Autore: Avv. Patrizia Cappiello | Pubblicato Luglio 2015 in Cultura

Ho stipulato un preliminare di vendita per l’acquisto di un appartamento ed ho già pagato gran parte della cifra concordata. Avremmo dovuto firmare l’atto di acquisto definitivo fra pochi giorni ma purtroppo il proprietario è deceduto. Ora gli eredi si rifiutano di vendere e di firmare alcunché perché intendono accettare la successione con beneficio d’inventario a causa di numerosi debiti. Cosa dovrei fare per tutelarmi ed essere sicuro di poter entrare in possesso della casa?

La legge tutela le ragioni e le legittime aspettative del promissario acquirente e in caso di morte del promittente venditore di un immobile, successivamente alla stipula del contratto preliminare, gli eredi, anche se hanno accettato con beneficio di inventario, sono obbligati alla stipula del contratto definitivo.

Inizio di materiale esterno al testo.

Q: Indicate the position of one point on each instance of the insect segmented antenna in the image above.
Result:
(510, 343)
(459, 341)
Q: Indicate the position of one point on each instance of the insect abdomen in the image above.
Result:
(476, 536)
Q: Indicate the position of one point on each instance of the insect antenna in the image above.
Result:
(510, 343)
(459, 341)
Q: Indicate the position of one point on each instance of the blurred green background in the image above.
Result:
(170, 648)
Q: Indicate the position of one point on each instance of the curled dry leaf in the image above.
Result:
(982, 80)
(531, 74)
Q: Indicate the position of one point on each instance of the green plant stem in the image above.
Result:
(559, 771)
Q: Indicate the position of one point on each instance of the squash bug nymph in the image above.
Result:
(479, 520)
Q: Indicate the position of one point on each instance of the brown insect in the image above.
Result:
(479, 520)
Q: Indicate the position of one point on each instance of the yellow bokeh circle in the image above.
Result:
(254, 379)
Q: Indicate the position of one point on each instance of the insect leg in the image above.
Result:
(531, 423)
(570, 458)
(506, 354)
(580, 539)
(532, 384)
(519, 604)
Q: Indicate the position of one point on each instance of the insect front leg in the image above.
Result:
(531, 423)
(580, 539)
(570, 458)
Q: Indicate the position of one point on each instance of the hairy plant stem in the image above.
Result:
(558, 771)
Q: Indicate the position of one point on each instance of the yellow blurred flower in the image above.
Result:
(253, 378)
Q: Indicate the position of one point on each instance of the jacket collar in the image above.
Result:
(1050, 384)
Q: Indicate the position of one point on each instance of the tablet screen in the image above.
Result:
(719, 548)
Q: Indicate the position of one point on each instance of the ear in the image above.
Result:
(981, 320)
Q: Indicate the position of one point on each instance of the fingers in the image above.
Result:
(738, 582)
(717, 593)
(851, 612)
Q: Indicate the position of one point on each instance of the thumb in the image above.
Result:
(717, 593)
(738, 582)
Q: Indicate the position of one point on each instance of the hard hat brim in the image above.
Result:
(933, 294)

Sul punto la giurisprudenza è costante: “Nel quadro della liquidazione dell’eredità accettata con beneficio di inventario devono, di massima, trovare sistemazione e definizione tutti i rapporti di contenuto patrimoniale lasciati pendenti dal de cuius (il defunto), all’atto della sua morte, essendo l’erede e l’eventuale curatore nominato per gestire la procedura liquidatoria, in linea di principio, tenuti, nei limiti delle disponibilità esistenti nell’asse ereditario, a far fronte ad ogni ragione vantata verso l’eredità da tutti i soggetti nei confronti dei quali il de cuius aveva in vita assunto obbligazioni. Alla stregua di tale principio non può dubitarsi dell’azionabilità nei confronti dell’eredità beneficiaria, nelle persone dell’erede e/o del curatore preposto alla relativa liquidazione, del diritto alla stipulazione di un contratto definitivo scaturito da un contratto preliminare concluso, a suo tempo, dal de cuius.

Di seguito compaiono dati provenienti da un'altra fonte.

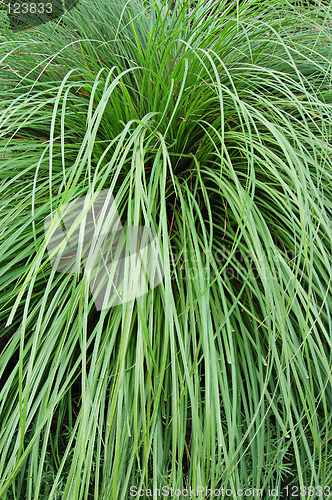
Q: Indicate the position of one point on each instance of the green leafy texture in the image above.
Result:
(212, 125)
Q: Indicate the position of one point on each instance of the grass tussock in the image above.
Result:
(212, 125)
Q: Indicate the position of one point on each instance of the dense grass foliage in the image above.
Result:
(212, 125)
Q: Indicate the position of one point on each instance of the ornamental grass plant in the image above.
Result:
(211, 124)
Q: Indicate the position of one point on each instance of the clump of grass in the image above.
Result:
(213, 126)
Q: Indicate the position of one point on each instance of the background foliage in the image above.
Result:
(211, 124)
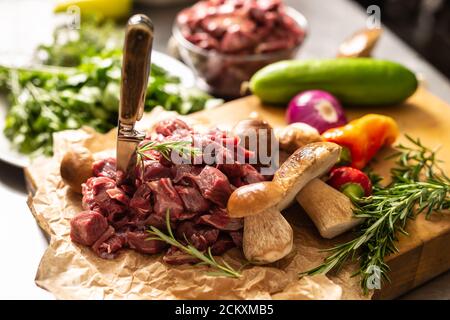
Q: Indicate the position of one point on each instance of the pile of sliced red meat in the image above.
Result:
(196, 196)
(240, 26)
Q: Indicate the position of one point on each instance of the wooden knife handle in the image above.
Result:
(135, 69)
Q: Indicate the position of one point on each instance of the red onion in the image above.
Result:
(317, 108)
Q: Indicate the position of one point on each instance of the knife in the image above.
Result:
(135, 73)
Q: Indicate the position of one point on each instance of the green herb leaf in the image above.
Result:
(207, 258)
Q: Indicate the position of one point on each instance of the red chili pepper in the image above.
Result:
(350, 181)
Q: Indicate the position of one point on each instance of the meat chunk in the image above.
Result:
(101, 193)
(221, 222)
(137, 240)
(200, 237)
(222, 245)
(87, 227)
(166, 198)
(109, 248)
(175, 256)
(184, 173)
(214, 186)
(154, 170)
(141, 201)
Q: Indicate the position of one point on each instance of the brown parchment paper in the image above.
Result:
(71, 271)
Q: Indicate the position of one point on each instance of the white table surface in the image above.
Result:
(25, 23)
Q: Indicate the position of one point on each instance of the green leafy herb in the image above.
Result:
(182, 148)
(418, 185)
(206, 258)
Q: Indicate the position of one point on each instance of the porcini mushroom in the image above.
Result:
(329, 209)
(307, 163)
(267, 237)
(297, 135)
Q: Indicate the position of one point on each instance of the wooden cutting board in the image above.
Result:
(425, 253)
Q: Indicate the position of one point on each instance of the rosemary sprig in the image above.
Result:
(183, 148)
(206, 258)
(418, 185)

Pertanto, laddove gli eredi che hanno accettato con beneficio di inventario non avessero intenzione di stipulare il contratto definitivo di vendita immobiliare, li si potrà citare in giudizio, dinanzi al tribunale civile, ai sensi dell’articolo 2932 del codice civile, al fine di ottenere una sentenza costitutiva che produca gli stessi effetti del contratto non concluso e che trasferisca la proprietà dell’immobile al promissario acquirente.